Indonesian forces launched further attempts on 5 July and again on 10 July 1965, both of which were similarly repelled by naval gunfire from Yarra. Following these three repulsed incursions, no further large-scale Indonesian raids were attempted against Wallace Bay. According to official reports, Yarra fired a total of 70 rounds in shore bombardment over the course of the three engagements.

== Aftermath ==
Operation Khas concluded in July 1966, following a sustained halt in cross-border attacks by Indonesian forces from Kalimantan into East Malaysia. Although the operation had ended, many of the military bases and facilities established during the Indonesia–Malaysia Confrontation remained in use by Commonwealth armed forces—with the exception of the Wallace Bay base, which was decommissioned.

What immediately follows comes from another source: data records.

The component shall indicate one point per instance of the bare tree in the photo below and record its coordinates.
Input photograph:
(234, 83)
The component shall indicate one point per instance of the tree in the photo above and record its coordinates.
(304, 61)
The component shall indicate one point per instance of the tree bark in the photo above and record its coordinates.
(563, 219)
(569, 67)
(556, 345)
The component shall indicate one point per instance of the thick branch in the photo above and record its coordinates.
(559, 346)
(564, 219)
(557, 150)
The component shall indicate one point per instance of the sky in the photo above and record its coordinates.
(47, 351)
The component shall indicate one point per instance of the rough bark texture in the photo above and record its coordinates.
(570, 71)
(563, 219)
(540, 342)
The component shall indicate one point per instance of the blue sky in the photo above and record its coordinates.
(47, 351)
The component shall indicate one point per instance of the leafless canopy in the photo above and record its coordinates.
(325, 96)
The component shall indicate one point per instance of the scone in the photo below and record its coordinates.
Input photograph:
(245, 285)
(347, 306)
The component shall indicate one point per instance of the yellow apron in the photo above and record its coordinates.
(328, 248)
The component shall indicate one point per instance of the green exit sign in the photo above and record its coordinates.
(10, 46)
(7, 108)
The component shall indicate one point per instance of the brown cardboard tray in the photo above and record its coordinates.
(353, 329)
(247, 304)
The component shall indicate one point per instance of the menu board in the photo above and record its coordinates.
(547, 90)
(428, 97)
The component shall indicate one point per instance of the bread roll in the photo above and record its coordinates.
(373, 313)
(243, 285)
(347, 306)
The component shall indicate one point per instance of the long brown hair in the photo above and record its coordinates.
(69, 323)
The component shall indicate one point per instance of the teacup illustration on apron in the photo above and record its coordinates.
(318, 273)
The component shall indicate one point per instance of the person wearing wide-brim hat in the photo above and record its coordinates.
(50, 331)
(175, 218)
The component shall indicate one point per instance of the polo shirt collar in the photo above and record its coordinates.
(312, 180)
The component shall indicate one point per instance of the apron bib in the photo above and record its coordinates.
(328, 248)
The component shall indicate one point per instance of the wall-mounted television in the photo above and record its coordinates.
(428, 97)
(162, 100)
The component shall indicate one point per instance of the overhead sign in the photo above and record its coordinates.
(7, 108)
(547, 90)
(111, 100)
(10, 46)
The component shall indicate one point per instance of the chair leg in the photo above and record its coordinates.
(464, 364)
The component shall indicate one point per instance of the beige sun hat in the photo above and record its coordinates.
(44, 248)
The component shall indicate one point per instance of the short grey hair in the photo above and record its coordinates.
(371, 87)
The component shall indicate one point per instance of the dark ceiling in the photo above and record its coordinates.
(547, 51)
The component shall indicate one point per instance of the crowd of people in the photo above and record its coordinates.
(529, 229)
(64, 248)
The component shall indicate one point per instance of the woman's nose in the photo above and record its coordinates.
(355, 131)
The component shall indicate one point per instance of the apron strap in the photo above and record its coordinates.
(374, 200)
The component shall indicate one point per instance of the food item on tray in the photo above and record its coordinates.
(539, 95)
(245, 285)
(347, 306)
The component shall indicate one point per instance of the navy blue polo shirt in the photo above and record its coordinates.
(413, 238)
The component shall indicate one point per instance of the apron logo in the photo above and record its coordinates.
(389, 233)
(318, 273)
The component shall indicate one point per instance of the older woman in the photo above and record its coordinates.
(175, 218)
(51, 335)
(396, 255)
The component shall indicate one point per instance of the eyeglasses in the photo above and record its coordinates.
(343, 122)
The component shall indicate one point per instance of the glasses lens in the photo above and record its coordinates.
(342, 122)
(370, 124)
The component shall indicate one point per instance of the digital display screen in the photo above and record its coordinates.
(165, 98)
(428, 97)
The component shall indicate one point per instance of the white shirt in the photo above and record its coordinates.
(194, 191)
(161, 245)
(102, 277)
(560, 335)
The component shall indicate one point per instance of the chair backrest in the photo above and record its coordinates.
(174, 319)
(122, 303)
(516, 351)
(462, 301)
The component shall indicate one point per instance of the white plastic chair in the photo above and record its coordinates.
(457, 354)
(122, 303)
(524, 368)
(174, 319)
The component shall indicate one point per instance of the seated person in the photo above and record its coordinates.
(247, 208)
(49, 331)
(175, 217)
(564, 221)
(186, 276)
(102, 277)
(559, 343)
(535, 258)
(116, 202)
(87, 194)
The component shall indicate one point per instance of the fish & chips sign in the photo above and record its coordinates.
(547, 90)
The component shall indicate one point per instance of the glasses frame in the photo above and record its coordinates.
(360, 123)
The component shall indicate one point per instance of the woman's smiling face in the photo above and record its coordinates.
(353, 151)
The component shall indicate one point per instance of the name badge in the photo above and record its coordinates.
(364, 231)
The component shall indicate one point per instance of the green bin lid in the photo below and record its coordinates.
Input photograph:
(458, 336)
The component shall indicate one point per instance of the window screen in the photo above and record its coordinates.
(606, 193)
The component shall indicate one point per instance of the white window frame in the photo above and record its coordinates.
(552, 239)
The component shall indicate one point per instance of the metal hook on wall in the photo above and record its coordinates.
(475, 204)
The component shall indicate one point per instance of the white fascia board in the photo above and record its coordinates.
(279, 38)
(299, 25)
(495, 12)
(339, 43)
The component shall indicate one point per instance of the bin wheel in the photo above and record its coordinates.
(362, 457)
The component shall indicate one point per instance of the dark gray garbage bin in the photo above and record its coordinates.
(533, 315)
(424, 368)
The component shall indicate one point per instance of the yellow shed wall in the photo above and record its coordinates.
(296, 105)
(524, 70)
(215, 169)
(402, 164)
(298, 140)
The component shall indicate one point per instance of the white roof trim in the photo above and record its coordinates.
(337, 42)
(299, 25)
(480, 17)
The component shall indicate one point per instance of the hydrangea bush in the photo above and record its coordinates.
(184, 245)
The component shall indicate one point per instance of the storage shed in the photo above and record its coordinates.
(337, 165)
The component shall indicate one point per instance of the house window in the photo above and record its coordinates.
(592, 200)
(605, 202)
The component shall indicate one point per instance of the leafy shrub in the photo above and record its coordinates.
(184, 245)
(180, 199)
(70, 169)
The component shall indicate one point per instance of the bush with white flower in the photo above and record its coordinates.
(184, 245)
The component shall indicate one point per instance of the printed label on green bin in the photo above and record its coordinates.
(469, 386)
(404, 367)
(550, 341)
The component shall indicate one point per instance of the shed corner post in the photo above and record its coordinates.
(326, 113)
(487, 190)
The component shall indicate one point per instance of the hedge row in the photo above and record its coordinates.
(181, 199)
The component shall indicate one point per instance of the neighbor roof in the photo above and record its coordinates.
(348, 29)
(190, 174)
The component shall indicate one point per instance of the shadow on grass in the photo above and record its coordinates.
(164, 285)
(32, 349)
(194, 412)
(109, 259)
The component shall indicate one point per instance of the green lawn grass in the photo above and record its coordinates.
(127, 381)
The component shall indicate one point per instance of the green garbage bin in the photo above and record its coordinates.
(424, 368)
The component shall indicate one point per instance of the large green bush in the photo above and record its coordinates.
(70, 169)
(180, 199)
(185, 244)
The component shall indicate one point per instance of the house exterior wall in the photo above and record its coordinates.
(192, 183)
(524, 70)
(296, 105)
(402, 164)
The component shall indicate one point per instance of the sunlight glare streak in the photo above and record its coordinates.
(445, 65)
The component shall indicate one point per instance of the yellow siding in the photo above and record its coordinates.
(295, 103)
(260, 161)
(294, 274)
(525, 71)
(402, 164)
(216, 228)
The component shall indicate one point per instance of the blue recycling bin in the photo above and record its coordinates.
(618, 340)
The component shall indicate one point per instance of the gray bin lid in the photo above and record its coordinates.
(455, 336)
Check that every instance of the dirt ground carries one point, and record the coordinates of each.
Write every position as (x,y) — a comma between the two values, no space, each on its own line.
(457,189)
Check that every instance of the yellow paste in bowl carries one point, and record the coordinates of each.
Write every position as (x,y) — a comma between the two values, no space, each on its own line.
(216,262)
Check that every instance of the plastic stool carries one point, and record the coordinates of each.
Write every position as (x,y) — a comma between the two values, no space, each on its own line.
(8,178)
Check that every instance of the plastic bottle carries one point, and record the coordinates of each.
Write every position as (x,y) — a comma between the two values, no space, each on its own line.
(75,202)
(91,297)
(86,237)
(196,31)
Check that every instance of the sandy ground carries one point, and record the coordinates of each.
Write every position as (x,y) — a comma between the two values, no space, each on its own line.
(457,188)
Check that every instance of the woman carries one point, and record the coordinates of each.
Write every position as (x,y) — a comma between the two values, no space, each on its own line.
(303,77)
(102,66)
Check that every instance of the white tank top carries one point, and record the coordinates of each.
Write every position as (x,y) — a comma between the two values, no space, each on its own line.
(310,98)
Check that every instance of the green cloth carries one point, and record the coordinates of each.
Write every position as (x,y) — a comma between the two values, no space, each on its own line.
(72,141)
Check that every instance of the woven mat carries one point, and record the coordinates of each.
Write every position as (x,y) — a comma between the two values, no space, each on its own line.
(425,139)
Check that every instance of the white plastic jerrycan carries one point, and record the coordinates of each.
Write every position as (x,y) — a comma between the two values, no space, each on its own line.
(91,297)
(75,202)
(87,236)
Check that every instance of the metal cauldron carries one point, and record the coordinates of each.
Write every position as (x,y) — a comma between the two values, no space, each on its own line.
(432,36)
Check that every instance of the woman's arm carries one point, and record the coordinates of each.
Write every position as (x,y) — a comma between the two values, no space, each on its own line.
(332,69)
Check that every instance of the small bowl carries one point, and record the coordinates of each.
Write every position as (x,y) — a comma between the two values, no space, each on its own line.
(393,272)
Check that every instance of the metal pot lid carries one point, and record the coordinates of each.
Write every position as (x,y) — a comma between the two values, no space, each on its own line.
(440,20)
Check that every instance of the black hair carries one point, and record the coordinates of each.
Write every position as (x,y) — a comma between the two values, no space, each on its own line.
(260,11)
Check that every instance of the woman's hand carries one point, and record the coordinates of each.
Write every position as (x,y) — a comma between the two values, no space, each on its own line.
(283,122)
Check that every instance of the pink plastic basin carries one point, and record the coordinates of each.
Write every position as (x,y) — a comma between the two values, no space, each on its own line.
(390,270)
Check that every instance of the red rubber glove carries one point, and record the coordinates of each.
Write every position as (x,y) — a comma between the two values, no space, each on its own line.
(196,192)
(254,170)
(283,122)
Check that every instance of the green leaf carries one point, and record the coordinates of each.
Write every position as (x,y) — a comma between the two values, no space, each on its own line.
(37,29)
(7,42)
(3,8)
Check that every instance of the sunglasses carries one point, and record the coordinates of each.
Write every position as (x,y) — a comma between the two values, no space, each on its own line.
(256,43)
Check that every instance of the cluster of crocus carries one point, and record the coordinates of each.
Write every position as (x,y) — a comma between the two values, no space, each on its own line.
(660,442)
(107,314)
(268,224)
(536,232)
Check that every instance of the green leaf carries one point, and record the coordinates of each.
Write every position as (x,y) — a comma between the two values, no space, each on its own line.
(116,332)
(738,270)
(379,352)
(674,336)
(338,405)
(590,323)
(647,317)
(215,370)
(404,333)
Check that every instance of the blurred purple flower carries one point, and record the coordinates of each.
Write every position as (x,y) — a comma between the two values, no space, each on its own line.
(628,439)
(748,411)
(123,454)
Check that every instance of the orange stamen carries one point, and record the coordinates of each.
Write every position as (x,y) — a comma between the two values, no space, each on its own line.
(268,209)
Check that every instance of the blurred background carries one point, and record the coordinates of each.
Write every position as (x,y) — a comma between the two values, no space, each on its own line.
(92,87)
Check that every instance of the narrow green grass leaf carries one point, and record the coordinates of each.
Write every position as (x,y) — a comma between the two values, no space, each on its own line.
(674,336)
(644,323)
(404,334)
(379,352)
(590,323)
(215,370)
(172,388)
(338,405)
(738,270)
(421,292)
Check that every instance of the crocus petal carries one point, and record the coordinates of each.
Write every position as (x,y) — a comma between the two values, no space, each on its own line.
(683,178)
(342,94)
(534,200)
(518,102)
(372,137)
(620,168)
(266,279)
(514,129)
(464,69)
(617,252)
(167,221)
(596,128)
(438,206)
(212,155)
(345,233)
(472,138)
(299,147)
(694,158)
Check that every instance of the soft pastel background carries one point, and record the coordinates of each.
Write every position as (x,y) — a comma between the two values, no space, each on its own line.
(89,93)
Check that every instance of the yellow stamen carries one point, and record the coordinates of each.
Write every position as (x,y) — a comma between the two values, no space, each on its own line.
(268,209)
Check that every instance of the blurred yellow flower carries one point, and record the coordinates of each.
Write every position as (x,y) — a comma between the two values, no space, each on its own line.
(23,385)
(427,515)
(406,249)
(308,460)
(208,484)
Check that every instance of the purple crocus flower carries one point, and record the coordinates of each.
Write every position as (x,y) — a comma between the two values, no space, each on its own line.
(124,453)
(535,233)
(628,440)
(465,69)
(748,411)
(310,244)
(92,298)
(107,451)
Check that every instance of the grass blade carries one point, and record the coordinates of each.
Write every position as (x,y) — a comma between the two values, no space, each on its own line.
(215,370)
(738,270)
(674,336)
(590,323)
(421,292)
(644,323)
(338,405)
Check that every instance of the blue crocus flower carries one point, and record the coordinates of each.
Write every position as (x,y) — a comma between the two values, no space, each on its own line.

Post-conflict assessments revealed that the primary Indonesian units involved in cross-border incursions into Sabah were the Commando Operations Corps (now known as the Indonesian Marine Corps), the Army Para-Commando Regiment (present-day Kopassus), and the North Borneo Liberation Army (PARAKU) (Note: Alternatively known as the North Kalimantan People's Army.)—the paramilitary wing of the North Kalimantan Communist Party. Indonesian forces often deployed the less trained and poorly equipped PARAKU units to harass Malaysia–Commonwealth positions while reserving more organised and strategic raids for their professional commando forces.

Although hostilities between Indonesia and Malaysia ceased, a new wave of communist insurgency erupted within Malaysia beginning in 1968, lasting until 1989. Nonetheless, diplomatic relations between Malaysia and Indonesia steadily improved in the post-confrontation era, particularly under the leadership of Indonesia's second president, Suharto.